"Holy Cow, two blog posts in one day!" - Harry Caray
Ben Thompson over at Informed Mix currently wrote about using "select for update/where current of" syntax and in the mother of all coincidences one of the developers that writes code that hits my Informix engines came over to tell me about the evolution of performance improvements he went through to speed up a bulk data delete application. Here is his story, from static SQL all the way to prepared statements using the "select for update/where current of" syntax.
First, the formalities. This particular developer is writing an application that will delete a bunch 'o data from a table. Since he is a nice guy he is writing the application in a way that will avoid long transactions and not hold too many locks at once.
Basically he is doing one of these:
select primary key fields of rows to delete begin work for each row: delete by primary key if time to commit: commit work begin work commit work
In his first attempt, he built and executed a static delete sql string for each row to delete.
delete from table where field1 = "ABC" and field2 = "123"; delete from table where field1 = "DEF" and field2 = "456"; delete from table where field1 = "GHI" and field2 = "789";
Of course this works, but has the unpleasant side effect of being the worst way possible to do this since the engine has to parse, optimize and execute each statement every time.
This yielded a result of 463.18 deletes per second.
In his second attempt, he used a prepared statement for the delete which is better because the engine only has to parse and optimize the statement once.
delete from table where field1 = ? and field2 = ?;
This gave a result of 1016.50 deletes per second.

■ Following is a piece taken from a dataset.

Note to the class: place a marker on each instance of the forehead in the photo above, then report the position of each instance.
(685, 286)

In his third (and currently, final) attempt he took advantage of the "select for update/update where current of" functionality.
declare cursor cur for select 1 from the_table where date_field < today - 180 for update open cur begin work for each row in cur: delete from the_table where current of cur if time to commit: commit work begin work commit work
This was a huge boost to performance since the engine already knows where the row we want to delete lives and we don't have to go through indexes and data pages to find it again.
Final results were 1923.00 deletes per second.